Cost of CDSN Gene Hypotrichosis type 2 NGS Genetic DNA Test
The cost of CDSN Gene Hypotrichosis type 2 NGS Genetic DNA Test in India is approximately INR 20,000. However, the cost may vary depending on the laboratory and location.
Conclusion
CDSN Gene Hypotrichosis type 2 is a rare genetic disorder that affects hair growth. It is caused by a mutation in the CDSN gene, and individuals with this disorder experience patchy hair loss, thin, brittle hair, and abnormal nails and teeth. NGS genetic DNA testing is an accurate and reliable method for diagnosing CDSN Gene Hypotrichosis type 2, and the cost of the test in India is approximately INR 20,000.
If you suspect that you or a loved one may have CDSN Gene Hypotrichosis type 2, it is important to consult a genetic counselor and undergo genetic testing to confirm the diagnosis. With a proper diagnosis, affected individuals can receive appropriate care and treatment to manage the disorder and improve their quality of life.
For more information on genetic testing and counseling, contact DNA Labs India today.

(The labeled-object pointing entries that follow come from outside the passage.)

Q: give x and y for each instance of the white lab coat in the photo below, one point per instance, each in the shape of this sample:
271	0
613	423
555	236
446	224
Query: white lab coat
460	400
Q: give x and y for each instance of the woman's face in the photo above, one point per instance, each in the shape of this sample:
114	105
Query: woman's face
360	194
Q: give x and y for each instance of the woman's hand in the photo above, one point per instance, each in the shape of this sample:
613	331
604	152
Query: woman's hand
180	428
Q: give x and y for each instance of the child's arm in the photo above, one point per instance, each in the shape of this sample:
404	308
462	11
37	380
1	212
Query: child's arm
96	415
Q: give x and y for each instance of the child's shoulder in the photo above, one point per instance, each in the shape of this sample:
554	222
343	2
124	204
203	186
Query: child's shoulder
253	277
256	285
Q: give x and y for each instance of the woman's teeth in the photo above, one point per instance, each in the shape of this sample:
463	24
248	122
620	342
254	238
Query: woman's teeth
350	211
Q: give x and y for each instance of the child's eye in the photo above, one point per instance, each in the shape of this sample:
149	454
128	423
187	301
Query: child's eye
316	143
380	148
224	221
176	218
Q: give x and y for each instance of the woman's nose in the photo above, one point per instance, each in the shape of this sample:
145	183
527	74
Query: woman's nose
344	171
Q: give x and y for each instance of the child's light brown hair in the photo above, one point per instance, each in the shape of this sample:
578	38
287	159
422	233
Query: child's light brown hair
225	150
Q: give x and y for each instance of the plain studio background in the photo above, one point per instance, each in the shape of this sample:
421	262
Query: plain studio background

The CDSN gene encodes a protein called corneodesmosin, which is found in the hair follicles and plays a role in maintaining the structure of the skin and hair.

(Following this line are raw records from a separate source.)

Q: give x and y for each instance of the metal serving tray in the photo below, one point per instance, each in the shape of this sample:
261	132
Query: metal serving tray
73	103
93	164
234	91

Mutations in the CDSN gene can lead to Hypotrichosis Type 2, resulting in hair loss or thinning. The condition is typically inherited in an autosomal recessive manner, meaning that an individual needs to inherit two copies of the mutated gene (one from each parent) to manifest the disorder.
NGS (Next-Generation Sequencing) genetic DNA tests are used to analyze the DNA sequence of genes like CDSN to identify any mutations or variants that may be associated with Hypotrichosis Type 2.
If you or someone you know is considering genetic testing for Hypotrichosis Type 2 related to the CDSN gene, I recommend consulting with a dermatologist, a medical geneticist, or a genetic counselor. They can provide accurate and current information about the condition, the implications of genetic testing, and any available treatment or management options. Medical knowledge can evolve, so it's important to rely on expert guidance for the latest information.